The conclusions of the review conflict with risk assessments conducted by states such as California and Massachusetts, which have adopted health recommendations more stringent than the current EPA reference dose for perchlorate of 0.0007 mg/kg/day (total intake from both water and food). “Although improving iodine nutrition is an important public health issue itself, it is an incomplete response to perchlorate drinking water contamination,” Smith says. “Infants are the population of greatest concern identified in the Massachusetts risk assessment, but the OIG assessment doesn’t adequately address their demonstrated potential for significant perchlorate exposure and risk.”
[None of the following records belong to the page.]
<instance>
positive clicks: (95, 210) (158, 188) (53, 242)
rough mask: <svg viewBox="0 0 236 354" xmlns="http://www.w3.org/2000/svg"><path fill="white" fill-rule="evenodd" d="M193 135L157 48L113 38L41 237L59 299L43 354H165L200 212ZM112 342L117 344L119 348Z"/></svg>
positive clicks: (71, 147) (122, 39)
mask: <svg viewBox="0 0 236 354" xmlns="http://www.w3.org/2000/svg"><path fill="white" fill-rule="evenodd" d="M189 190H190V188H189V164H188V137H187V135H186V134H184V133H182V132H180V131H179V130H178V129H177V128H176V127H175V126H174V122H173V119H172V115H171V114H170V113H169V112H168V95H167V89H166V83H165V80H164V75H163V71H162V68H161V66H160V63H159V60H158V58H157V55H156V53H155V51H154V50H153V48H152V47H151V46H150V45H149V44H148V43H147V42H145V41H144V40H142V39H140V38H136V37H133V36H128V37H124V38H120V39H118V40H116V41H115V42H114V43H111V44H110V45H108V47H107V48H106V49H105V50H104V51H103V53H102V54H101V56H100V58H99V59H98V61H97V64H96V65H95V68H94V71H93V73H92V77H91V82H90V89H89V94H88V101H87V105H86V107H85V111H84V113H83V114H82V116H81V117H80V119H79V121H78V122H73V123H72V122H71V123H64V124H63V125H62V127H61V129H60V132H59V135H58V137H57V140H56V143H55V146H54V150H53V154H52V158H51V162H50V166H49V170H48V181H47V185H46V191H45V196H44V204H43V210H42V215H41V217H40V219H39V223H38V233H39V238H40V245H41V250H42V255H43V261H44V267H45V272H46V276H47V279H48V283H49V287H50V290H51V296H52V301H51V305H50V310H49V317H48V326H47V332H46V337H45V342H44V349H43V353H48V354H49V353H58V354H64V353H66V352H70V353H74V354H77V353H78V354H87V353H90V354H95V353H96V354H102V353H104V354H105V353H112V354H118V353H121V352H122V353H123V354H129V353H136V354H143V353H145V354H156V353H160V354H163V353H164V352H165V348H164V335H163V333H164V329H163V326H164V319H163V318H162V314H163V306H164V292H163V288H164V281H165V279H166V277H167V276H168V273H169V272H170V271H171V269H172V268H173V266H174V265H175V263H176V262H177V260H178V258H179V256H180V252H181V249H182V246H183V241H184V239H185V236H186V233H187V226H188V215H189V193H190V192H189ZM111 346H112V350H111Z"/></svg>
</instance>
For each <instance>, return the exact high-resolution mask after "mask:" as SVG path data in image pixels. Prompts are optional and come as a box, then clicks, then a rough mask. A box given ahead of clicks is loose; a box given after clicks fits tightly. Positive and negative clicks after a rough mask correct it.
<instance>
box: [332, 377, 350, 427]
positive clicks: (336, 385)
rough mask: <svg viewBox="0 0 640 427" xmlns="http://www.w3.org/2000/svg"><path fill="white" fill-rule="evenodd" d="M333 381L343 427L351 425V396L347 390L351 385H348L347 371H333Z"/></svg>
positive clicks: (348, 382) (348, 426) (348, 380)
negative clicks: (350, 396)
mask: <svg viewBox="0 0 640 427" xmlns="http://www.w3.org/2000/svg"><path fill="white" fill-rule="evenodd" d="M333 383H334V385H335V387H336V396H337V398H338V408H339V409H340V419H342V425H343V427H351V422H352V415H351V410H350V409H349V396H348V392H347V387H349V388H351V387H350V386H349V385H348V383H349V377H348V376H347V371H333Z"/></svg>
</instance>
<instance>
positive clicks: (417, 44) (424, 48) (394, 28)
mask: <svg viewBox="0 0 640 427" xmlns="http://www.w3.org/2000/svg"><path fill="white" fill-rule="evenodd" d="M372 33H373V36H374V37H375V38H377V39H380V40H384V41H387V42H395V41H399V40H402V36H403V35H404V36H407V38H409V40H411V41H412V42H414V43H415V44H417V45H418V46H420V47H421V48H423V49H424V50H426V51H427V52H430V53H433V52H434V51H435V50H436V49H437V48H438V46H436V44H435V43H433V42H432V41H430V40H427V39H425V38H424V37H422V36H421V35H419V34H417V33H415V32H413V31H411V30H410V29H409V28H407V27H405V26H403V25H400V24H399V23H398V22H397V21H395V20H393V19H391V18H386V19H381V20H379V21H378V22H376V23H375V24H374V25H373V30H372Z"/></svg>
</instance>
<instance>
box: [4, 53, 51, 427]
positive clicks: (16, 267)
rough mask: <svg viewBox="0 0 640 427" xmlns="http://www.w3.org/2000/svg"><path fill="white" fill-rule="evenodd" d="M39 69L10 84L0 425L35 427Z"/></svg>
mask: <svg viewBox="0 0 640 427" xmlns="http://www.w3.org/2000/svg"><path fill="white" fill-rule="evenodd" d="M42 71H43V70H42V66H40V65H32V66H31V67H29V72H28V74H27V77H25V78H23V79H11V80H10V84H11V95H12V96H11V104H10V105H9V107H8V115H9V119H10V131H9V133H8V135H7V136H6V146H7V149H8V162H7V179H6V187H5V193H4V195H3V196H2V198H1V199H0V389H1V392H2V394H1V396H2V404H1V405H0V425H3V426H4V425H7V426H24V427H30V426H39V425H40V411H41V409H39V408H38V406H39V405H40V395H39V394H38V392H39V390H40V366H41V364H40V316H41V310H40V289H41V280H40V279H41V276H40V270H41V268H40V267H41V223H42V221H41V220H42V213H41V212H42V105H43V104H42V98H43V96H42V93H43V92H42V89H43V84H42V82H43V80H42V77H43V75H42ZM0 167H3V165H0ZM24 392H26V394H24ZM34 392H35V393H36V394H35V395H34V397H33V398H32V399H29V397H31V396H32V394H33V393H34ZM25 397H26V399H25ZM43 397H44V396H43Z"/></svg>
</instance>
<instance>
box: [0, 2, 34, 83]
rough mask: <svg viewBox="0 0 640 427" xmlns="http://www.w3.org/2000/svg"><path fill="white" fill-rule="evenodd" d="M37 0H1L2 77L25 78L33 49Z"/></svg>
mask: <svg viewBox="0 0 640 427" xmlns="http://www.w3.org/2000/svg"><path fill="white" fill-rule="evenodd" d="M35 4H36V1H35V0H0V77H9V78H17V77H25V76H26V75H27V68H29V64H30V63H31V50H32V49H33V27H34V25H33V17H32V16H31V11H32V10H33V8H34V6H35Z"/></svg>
“It’s great that this cumulative assessment looks more broadly and seeks to consider possible risk management solutions early in the assessment process,” says Finkel. “But while adding iodide may be the most efficient solution, that is not for the risk assessor to prejudge—we need a document that lays out the costs and benefits of alternative approaches, not one that trivializes the environmental risk because there may be a ‘supply side’ way of sidestepping it.”
Jonathan Levy, who also was a member of the panel that evaluated EPA risk assessment protocols,7 agrees. “Our NAS committee recommendations would argue that the presence of multiple stressors would imply that health effects would be anticipated at low dose of perchlorate,” he says. “The fact that other stressors have greater effects is an interesting observation, but we explicitly stated that this should not be the primary output of cumulative risk assessment.”